In many fields of science and engineering, probabilistic latent variable models are a powerful and widely-used tool for drawing inferences from complex data. They provide a flexible framework by modeling the complexity in observed data as arising from interactions between simpler random and unobserved quantities. Latent variable models used in modern applications are often high-dimensional, and this leads to both statistical and computational challenges for inference: Surprising phenomena emerge in which structure in one latent variable can create spurious and problematic artifacts in classical inference procedures for another. These classical procedures also commonly lead to non-convex optimization problems over a large number of parameters, which are difficult to computationally solve.
This research will study a flexible framework by modeling the complexity in observed data as arising from interactions between simpler random and unobserved quantities. The aim is in answering the following questions: How and why can one source of latent variation lead to artifacts in classical statistical estimates for another?

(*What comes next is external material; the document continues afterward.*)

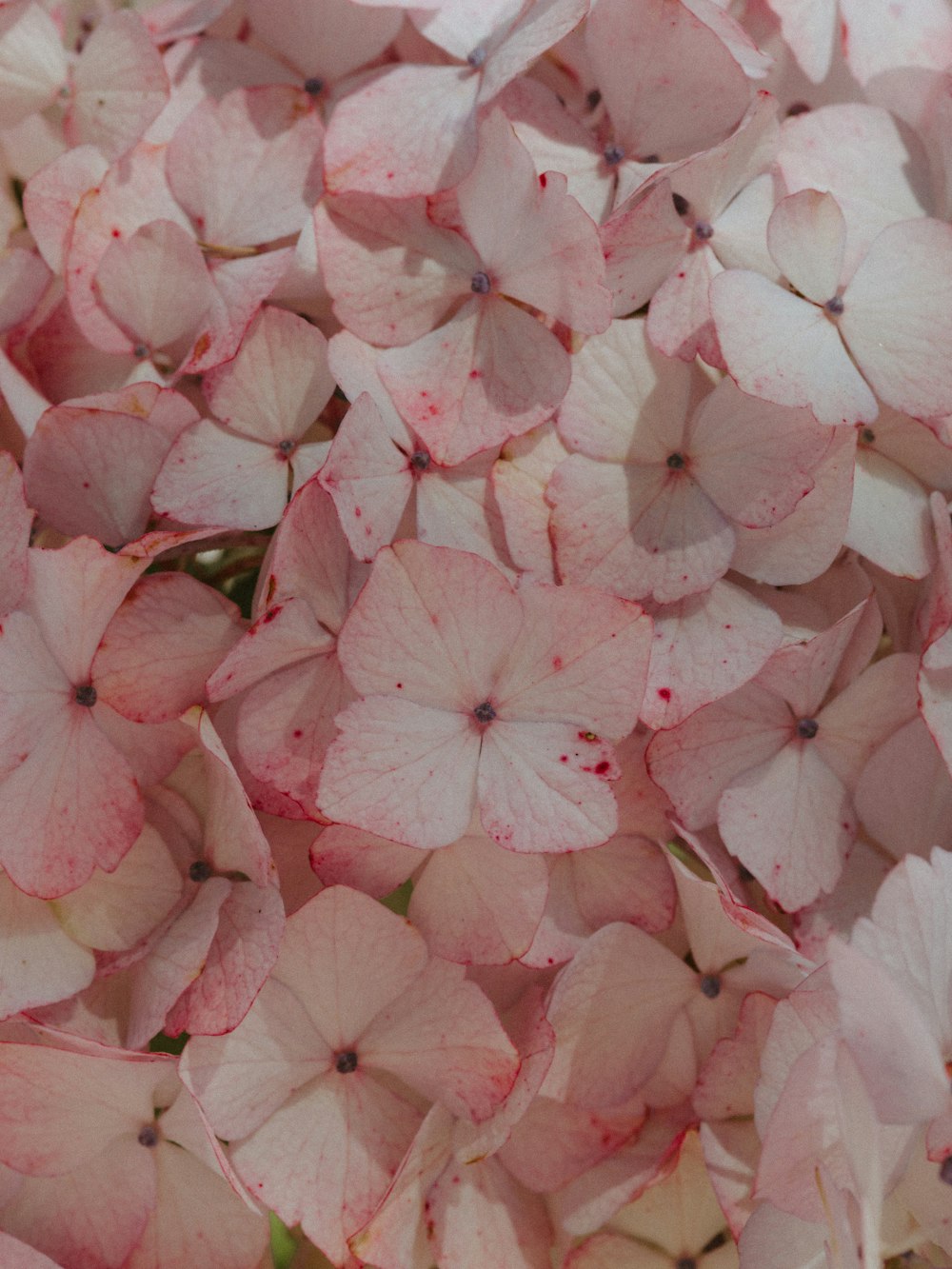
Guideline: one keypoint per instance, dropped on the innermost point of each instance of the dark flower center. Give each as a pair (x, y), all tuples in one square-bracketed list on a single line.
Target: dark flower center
[(710, 986)]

What are the geometric properties of objective function landscapes in these models that render them difficult to optimize? And, can we design improved inferential procedures that correct for these artifacts and are easier to compute? The research will apply techniques from random matrix theory, free probability theory, and statistical physics to obtain a better understanding of these questions in high-dimensional settings.
This award reflects NSF's statutory mission and has been deemed worthy of support through evaluation using the Foundation's intellectual merit and broader impacts review criteria.